Tool to easily run your data science, machine learning or deep learning experiments anywhere: locally, on-prem clusters, or hybrid clouds dynamically optimized for GPUs. Based on Infrastructure as Code, but pushed to the next level. Provides cosmic level of infrastructure control bringing old good days back when you run program on the machine you develop.
Still in engineering Alpha mode. Use with caution. But let us know what you think!
The simplest way to start with ICL is to create a local ICL cluster in a Docker container:
git clone https://github.com/intel-ai/icl.git
cd icl
./scripts/deploy/kind.sh
The cluster's endpoints are accessible only from localhost:
- http://jupyter.localtest.me
- http://dashboard.localtest.me
- http://minio.localtest.me
- http://prefect.localtest.me
In your browser, navigate to http://jupyter.localtest.me.

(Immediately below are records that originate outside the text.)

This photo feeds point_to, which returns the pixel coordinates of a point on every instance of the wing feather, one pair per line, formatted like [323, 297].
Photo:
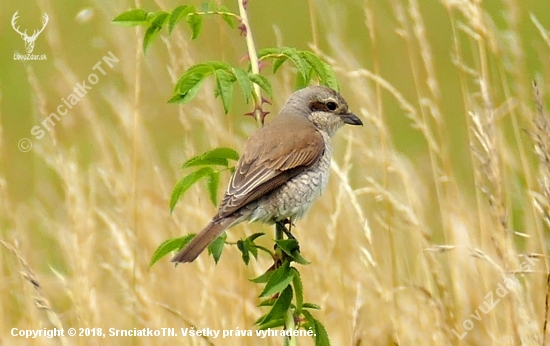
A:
[292, 146]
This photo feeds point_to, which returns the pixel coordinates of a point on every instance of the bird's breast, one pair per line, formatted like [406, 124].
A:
[294, 198]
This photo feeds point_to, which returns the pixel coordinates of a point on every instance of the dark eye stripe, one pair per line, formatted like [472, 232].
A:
[329, 106]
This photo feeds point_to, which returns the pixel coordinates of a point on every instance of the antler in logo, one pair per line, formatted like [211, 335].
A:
[29, 40]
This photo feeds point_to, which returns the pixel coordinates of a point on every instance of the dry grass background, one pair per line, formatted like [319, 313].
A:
[443, 195]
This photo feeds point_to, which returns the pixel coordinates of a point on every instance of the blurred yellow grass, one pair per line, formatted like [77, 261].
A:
[433, 207]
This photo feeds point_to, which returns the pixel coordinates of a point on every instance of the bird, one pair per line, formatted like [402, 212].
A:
[284, 167]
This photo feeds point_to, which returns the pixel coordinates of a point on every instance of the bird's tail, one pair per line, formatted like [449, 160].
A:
[197, 245]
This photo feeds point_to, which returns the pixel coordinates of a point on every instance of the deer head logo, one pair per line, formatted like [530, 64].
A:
[29, 40]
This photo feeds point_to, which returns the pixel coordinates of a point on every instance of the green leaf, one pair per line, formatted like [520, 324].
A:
[291, 248]
[185, 183]
[331, 81]
[301, 64]
[278, 62]
[301, 82]
[263, 278]
[187, 96]
[154, 29]
[255, 236]
[132, 18]
[224, 87]
[311, 306]
[178, 14]
[244, 82]
[280, 307]
[218, 156]
[168, 246]
[189, 83]
[321, 335]
[275, 323]
[280, 279]
[212, 183]
[298, 290]
[195, 23]
[267, 302]
[216, 247]
[244, 248]
[262, 82]
[269, 51]
[229, 19]
[317, 65]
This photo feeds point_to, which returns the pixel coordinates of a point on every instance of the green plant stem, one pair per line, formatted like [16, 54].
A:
[290, 325]
[253, 57]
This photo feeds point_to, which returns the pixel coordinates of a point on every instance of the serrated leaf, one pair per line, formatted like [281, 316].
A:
[131, 18]
[278, 322]
[188, 96]
[192, 76]
[230, 20]
[216, 247]
[224, 87]
[278, 62]
[244, 82]
[317, 65]
[267, 302]
[331, 81]
[278, 281]
[288, 245]
[255, 236]
[195, 23]
[301, 64]
[301, 82]
[185, 183]
[298, 290]
[168, 246]
[280, 307]
[154, 29]
[269, 51]
[311, 306]
[189, 83]
[262, 82]
[212, 183]
[178, 14]
[243, 247]
[263, 278]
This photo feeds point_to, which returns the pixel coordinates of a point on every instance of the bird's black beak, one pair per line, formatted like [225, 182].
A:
[351, 119]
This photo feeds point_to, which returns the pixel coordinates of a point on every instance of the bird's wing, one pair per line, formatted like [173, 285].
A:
[275, 153]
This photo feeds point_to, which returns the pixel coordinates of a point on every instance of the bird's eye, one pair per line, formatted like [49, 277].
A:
[332, 106]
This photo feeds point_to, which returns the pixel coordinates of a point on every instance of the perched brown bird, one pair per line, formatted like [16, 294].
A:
[284, 167]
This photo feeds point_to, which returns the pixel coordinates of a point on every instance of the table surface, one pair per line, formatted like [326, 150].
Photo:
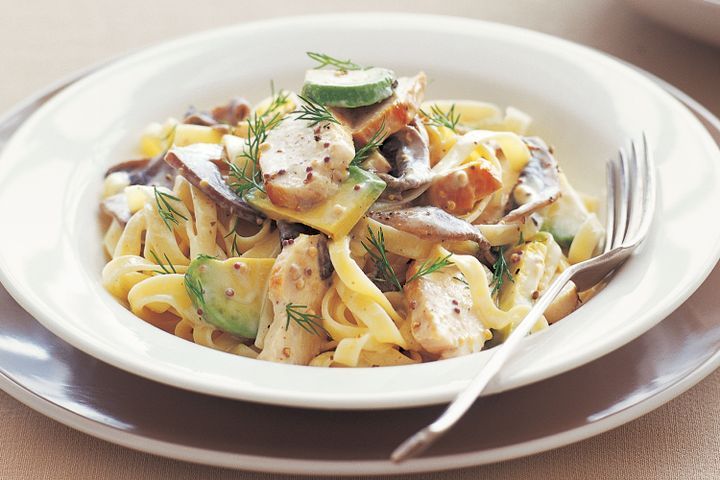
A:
[41, 41]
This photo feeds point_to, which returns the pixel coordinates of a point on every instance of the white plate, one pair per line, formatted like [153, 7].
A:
[584, 103]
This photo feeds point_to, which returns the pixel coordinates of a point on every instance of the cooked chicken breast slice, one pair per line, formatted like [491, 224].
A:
[396, 111]
[303, 165]
[441, 316]
[295, 278]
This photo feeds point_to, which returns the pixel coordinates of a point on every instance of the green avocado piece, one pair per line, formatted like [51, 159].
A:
[350, 89]
[229, 293]
[564, 218]
[356, 194]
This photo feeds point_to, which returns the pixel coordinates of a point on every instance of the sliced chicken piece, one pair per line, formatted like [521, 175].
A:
[442, 318]
[458, 190]
[117, 207]
[303, 165]
[198, 164]
[396, 111]
[295, 279]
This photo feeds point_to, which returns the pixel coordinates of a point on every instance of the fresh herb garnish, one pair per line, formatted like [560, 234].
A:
[438, 118]
[250, 176]
[195, 291]
[314, 112]
[501, 271]
[309, 322]
[328, 61]
[233, 231]
[430, 266]
[164, 268]
[375, 141]
[377, 252]
[166, 211]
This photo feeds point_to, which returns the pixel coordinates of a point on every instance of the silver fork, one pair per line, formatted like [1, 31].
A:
[630, 209]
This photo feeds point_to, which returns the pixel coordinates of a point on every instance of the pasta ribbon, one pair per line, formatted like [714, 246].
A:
[475, 275]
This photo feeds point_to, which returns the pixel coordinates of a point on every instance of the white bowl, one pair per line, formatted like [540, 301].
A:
[583, 102]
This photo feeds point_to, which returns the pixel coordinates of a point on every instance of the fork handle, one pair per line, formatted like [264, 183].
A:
[460, 405]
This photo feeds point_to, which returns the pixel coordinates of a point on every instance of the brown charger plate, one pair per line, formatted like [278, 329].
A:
[60, 381]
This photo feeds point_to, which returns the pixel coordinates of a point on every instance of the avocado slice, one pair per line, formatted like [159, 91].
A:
[354, 88]
[564, 218]
[229, 294]
[338, 214]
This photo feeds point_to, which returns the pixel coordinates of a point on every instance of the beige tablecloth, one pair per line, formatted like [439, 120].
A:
[43, 40]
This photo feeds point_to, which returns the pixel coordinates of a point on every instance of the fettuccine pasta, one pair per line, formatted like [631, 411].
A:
[350, 225]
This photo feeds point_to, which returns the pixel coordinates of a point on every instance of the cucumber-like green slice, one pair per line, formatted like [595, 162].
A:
[564, 218]
[355, 88]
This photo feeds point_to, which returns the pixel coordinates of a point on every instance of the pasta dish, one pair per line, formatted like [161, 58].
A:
[352, 224]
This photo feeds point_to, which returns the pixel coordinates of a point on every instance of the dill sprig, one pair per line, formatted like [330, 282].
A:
[234, 250]
[438, 118]
[250, 175]
[195, 290]
[501, 271]
[462, 280]
[309, 322]
[430, 266]
[374, 143]
[314, 112]
[164, 268]
[278, 100]
[328, 61]
[166, 211]
[377, 252]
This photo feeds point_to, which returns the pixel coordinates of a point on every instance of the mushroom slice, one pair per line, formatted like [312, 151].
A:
[146, 171]
[538, 185]
[197, 163]
[232, 113]
[408, 153]
[431, 223]
[290, 231]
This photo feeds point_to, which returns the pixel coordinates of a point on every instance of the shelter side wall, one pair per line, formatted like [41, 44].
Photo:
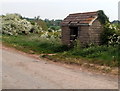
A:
[65, 35]
[95, 31]
[83, 35]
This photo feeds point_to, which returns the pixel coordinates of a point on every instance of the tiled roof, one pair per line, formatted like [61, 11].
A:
[80, 18]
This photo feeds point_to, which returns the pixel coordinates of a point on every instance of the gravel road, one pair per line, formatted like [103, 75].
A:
[21, 71]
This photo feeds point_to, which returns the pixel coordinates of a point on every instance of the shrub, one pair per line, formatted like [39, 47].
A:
[13, 24]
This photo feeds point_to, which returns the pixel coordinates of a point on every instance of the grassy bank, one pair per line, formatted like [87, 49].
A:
[34, 43]
[101, 55]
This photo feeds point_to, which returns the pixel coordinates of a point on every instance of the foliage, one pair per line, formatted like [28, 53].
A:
[39, 22]
[102, 17]
[110, 35]
[14, 24]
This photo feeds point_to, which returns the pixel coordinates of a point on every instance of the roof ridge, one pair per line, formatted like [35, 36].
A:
[83, 13]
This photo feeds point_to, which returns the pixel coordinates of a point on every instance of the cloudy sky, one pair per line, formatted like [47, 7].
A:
[58, 9]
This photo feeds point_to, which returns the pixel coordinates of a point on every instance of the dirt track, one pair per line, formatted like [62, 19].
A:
[21, 71]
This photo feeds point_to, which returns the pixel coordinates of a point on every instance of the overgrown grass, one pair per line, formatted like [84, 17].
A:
[102, 55]
[34, 43]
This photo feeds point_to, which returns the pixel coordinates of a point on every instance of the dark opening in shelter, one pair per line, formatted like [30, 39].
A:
[84, 27]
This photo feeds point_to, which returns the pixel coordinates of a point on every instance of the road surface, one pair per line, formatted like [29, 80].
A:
[21, 71]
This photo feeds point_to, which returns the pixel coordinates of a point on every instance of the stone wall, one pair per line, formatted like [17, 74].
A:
[95, 31]
[86, 34]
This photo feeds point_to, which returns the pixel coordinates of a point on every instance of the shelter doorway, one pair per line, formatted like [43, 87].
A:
[73, 33]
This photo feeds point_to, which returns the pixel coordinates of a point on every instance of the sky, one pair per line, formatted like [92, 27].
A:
[58, 9]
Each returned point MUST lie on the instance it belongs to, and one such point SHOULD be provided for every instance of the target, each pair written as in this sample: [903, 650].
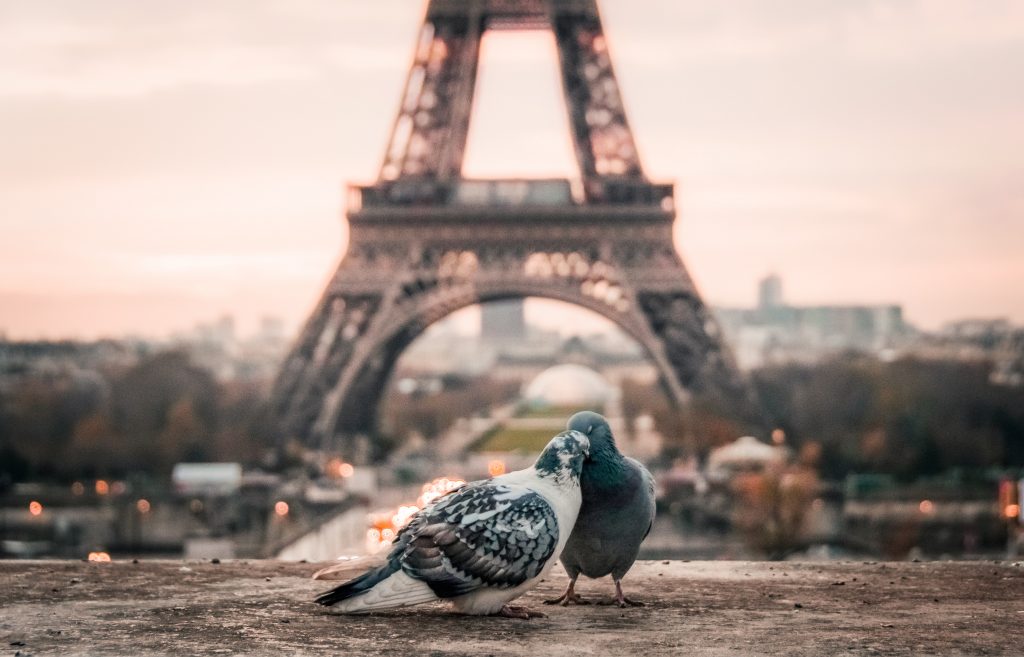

Install Python package infractl
package with pip
:
pip install infractl
ICL allows running a local Python program of Prefect flow in a cluster.
Create a Python file my_program.py
:
if __name__ == '__main__':
print('Hello from my_program')
Then execute the program in your cluster:
import infractl
await infractl.run(infractl.program('my_program.py'))
Create a Python file my_flow.py
with Prefect flow definition:
from prefect import flow
@flow
def my_flow():
print('Hello from my_flow')
Then execute the flow in your cluster:
import infractl
await infractl.run(infractl.program('my_flow.py'))
Note that the program and flow can be developed, tested, and executed locally. ICL allows executing the same program or flow in your local or remote ICL cluster.
In addition to a local ICL cluster, there are scripts to create multi node ICL clusters in AWS, GCP. We also support deploying ICL into an existing Kubernetes or OpenShift clusters, provisioning bare-metal machines. Check our documentation at https://aregm.github.io/icl/.
ICL can be a backbone of your company CI and ML infrastructure. Here is a component diagram which shows how it works for us.
flowchart LR
subgraph Bare-metal
bm["`ubuntu
rocky
raid
datasets
runners
caches`"]
end
subgraph Clouds
c["`aws
gke
idc
onecloud
dbaas
`"]
end
subgraph VMs
vm["`kvm
qemu
docker`"]
end
subgraph GitHub
gh["`repos
actions
runners
caches`"]
end
Bare-metal --> icl
Clouds --> icl
VMs --> icl
GitHub --> icl
subgraph icl["Infrastructure Control Language"]
subgraph Kubernetes
user["`arc
grafana
jupyterhub
prefect
pytorch
ray`"]
system["`
prometheus
kubernetes dashboard
docker registry
cert manager
ingress
rook-ceph
shared volumes`"]
end
subgraph Deploy
deploy["`maas
terraform
vagrant
ansible
multipass
kubespray`"]
end
Deploy --> Kubernetes
end
subgraph Pipelines
pb["product build"] -->
check["`license check
style check
sanitizers
llvm-tidy
integration test`"] -->
test["`functional tests
cpu/gpu/sim tests
issue and skiplist updates`"] -->
perf["performance tests"] --> dashboard
ib["infra build"] --> ctest["container tests"] --> iclu["icl definition updates"]
end
icl --> Pipelines
subgraph Containers
cnt["`self-hosted runners
arc runners
jupyter profiles
dev dockers
perf measurement dockers
reproducers`"]
end
icl --> Containers
subgraph Processes
p["`sla
access governance
scans
signing
compliance checks
retention
backups`"]
end
icl --> Processes